7. plot charts from the generated dataset.

```bash
./analyzer plot example
```

This will create plots in `data/plots/example`.

8. use the generated dataset for machine learning.

```bash
./analyzer learn example
```

Use `./analyzer learn -h` to find more options, this will create a model in `data/models/example.bin`.

9. run the analyzer in monitor mode.
```bash
./analyze monitor --ip --ports 443 example
```

This will sniff traffic and attempt to classify it using the given model. Again, try `-h` for more options.

10. manually generate website traffic to be classified using the generation browser.
```bash
./generator browser
```

This starts the Chromium browser using the same environment as it was used to generate traffic.
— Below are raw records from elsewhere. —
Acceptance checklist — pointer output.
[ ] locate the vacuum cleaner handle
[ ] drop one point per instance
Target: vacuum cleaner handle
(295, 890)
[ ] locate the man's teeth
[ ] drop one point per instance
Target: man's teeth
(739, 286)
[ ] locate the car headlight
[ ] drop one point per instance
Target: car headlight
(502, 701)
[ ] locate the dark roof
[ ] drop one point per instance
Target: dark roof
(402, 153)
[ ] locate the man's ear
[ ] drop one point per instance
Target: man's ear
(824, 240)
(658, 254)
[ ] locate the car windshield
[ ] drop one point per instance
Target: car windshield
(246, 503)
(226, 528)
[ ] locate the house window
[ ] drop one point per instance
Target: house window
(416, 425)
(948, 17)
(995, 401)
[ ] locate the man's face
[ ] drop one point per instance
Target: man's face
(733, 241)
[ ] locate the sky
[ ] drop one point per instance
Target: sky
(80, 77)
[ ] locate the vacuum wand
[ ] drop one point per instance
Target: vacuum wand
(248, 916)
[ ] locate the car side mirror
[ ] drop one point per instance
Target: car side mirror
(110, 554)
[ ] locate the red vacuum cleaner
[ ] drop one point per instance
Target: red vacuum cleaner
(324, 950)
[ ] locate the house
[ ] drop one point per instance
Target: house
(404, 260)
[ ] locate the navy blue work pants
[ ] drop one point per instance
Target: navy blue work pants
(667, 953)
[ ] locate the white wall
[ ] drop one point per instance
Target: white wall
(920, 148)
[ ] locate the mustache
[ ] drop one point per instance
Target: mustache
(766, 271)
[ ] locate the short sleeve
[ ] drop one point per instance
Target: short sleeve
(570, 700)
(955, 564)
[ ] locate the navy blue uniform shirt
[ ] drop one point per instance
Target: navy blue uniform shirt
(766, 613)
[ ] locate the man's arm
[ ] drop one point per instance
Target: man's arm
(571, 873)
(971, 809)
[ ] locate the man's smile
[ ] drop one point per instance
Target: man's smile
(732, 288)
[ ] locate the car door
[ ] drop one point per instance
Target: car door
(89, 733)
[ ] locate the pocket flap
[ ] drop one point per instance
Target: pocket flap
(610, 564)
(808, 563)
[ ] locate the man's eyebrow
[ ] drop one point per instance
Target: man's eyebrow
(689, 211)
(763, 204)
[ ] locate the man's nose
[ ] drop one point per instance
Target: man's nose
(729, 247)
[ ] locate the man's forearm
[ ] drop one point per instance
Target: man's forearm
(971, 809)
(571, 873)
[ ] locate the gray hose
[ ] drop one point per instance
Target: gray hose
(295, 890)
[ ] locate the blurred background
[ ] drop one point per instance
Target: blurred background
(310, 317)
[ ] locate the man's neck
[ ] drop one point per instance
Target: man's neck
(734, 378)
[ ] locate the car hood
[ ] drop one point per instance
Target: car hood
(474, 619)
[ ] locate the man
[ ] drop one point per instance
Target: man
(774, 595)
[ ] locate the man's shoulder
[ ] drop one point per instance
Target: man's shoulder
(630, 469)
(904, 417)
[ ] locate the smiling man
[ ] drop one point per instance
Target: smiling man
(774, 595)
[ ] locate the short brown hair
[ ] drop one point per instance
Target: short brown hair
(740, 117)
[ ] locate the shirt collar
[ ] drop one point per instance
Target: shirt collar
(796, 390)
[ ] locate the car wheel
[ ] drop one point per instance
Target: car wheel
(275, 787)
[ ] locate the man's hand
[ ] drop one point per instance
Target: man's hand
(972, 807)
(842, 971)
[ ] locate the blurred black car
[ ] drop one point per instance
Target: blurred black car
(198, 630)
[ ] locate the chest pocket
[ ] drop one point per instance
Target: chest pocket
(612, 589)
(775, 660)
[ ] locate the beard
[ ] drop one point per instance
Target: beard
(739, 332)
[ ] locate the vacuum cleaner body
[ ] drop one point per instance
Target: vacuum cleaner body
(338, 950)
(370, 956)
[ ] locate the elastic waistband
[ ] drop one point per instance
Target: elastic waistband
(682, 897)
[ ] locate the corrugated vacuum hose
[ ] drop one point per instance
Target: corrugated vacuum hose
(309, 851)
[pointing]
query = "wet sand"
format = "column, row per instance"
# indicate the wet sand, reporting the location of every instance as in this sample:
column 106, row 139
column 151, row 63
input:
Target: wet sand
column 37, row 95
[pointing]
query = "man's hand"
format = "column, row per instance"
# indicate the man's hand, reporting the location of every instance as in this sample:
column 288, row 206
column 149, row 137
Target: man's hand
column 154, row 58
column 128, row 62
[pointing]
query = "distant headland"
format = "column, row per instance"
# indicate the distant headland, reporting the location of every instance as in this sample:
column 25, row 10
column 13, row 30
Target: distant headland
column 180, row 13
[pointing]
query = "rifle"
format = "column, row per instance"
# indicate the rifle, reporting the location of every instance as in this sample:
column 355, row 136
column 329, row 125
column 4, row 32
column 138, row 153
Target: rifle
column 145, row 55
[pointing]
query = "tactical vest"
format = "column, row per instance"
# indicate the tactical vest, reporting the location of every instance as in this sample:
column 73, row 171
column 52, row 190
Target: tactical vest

If successful the following should appear in the log

```bash
2022-05-04 12:04:45,198 started capture on ''
2022-05-04 12:04:45,198 using filter 'ip and host and port (443)'..
2022-05-04 12:04:45,199 loaded model from 'data/models/example.bin'.
...
2022-05-04 12:04:49,630 analyzing x1 page loads..
time n/a
in 1878
out 36
packets 27
label monitor-mode
Name: 0, dtype: object
2022-05-04 12:04:49,638 match example/4k-file.html with accuracy 100.00% in 1.03ms.
...
```

11. Viewing the identified pages in a realtime browser mirror

```bash
./generate browser --live
```

Note that the traffic generated by the mirrored browser should not be captured by the analyzer, this will
result in an infinite loop. Use a proxy, filter or a local server.

For tuning please list available options using the `-h` flag or see the source code.